How can i link two mysql tables. One that (already) displays customers records And another table specifically for a commenting system about each record entered.?
I.e Account #1 // displays that particular customer info.. My need is.... I need to have a system to post comments only about that record (Account # 1).. and so on and so on with all future ones.

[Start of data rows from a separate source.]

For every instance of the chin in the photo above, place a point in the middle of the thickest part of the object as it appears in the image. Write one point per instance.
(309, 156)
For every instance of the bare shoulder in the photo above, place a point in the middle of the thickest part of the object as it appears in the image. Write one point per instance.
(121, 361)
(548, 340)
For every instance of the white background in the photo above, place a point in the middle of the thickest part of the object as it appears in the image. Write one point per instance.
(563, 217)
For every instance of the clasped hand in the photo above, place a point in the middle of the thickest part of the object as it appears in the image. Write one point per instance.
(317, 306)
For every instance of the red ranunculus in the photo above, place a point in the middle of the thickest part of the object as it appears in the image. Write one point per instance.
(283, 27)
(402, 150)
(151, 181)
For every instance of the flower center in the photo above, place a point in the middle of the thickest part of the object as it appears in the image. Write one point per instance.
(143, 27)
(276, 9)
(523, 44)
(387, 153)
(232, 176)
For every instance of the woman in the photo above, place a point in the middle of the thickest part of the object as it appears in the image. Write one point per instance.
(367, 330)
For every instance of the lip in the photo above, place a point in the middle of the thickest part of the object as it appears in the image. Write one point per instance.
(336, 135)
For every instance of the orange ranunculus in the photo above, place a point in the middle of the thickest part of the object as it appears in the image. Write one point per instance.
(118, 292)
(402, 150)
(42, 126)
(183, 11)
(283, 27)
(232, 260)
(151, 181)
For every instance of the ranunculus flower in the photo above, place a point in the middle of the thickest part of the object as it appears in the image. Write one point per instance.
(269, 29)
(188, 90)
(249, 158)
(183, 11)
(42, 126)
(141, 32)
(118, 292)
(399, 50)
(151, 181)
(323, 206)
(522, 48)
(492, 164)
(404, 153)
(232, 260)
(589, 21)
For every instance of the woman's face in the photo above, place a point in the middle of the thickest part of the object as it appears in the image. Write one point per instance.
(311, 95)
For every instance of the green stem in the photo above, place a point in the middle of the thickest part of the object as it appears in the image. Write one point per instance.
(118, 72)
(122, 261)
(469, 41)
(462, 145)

I have two tables Customers table and Comments table...
Conclusion. .
How can I link them so that I can comment on each customers tables record individually?
Thank you very much
this is my code below....
<?php
include('../includes/mysql_connect.php');
$query = "CREATE TABLE `customers` (
`id` INT(10) UNSIGNED NOT NULL AUTO_INCREMENT,
`cust_name` VARCHAR(50) NOT NULL,
PRIMARY KEY (`id`)
)engine=innodb";
if(@mysql_query($query,$dbc)){
echo '<p>Table for customers has been successfully created!</p><br/>';
} else {
echo '' . mysql_error($dbc) .'<br/>';
}
mysql_close($dbc);
?>
<?php
include('../includes/mysql_connect.php');
$query = "CREATE TABLE `comments` (
`id` INT(10) UNSIGNED NOT NULL AUTO_INCREMENT,
`customer` INT(10) UNSIGNED NOT NULL,
`comment` VARCHAR(255)NOT NULL,
PRIMARY KEY (`id`),
INDEX `customer` (`customer`)
)engine=innodb";
if(@mysql_query($query,$dbc)){
echo '<p>Table for comments has been successfully created!</p><br/>';
} else {
echo '' . mysql_error($dbc) .'<br/>';
}
mysql_close($dbc);
?>
/* ABOVE CODE CREATES THE TABLES */
/* CODE BELOW INSERTS*/
<?php
if($_SERVER['REQUEST_METHOD'] == 'POST'){
// NEEDS DATABAE CONNECTION
include('includes/mysql_connect.php');
//CREATE VARIBLE IF PROBLEM DOES NOT OCCUR
$problem = FALSE;
// VALIDATION
if(!empty($_POST['cust_name'])){
// REAL ESCAPE STRING AGAINST SQL INJECTION
$cust_name = mysql_real_escape_string(trim(strip_tags($_POST['cust_name'])), $dbc);
} else { // IF PROBLEM
echo '<p style="color:red;">Please enter name!</p>';
$problem = TRUE;
}
// IF NO PROBLEM
if(!$problem){
//RUN QUERY
$query = "INSERT INTO `customers` (`cust_name`) values ('$cust_name')";
// EXECUTE QUERY
if(@mysql_query($query, $dbc)){ // NO PROBLEM
echo '<p style="color:blue;">This name has been added!<p>';
} else {// IF PROBLEM
echo '<p style="color:red;">This name was not successfully added!</p>';
}
} // END OF VARIABLE IN NO PROBLEM
mysql_close($dbc); // CLOSING CONNECTION
} // END OF MAIN IF
?>
/* CODE BELOW RECEIVES */
<?php
include('includes/mysql_connect.php');
//$query = 'SELECT * FROM customers';
$query = 'SELECT * FROM customers';
if($y = mysql_query($query,$dbc)){
while($row = mysql_fetch_array($y)){
//echo " {$row['id']} <br/>";
echo "<div id='container'>
<div id='first_wrapper'>
<a style='text-decoration:none'; href=\"fetch_join.php?id={$row['id']}\">
Stolve # " . $row['user_id'] ."
</a></div>";
}
}
mysql_close($dbc);
?>
/* CODE BELOW SELECTS */
<?PHP
include('includes/mysql_connect.php');
/* Select records for specific user based upon their ID */
$query = "SELECT c.`id` as 'customer_id', ct.`id` as 'comment_id', c.`cust_name` as 'customer', ct.`comment` from `customers` c
inner join `comments` ct on ct.`customer`=c.`id`
where c.`id`=1";
if($y = mysql_query($query,$dbc)){
while($row = mysql_fetch_array($y)){
echo "{$row['customer']} {$row['comment']}<br/>";
//echo " {$row['id']} <br/>";
}
}
mysql_close($dbc);
?>
But no matter how many records I enter, I keep on getting all of them instead of just the one for the particuar ID.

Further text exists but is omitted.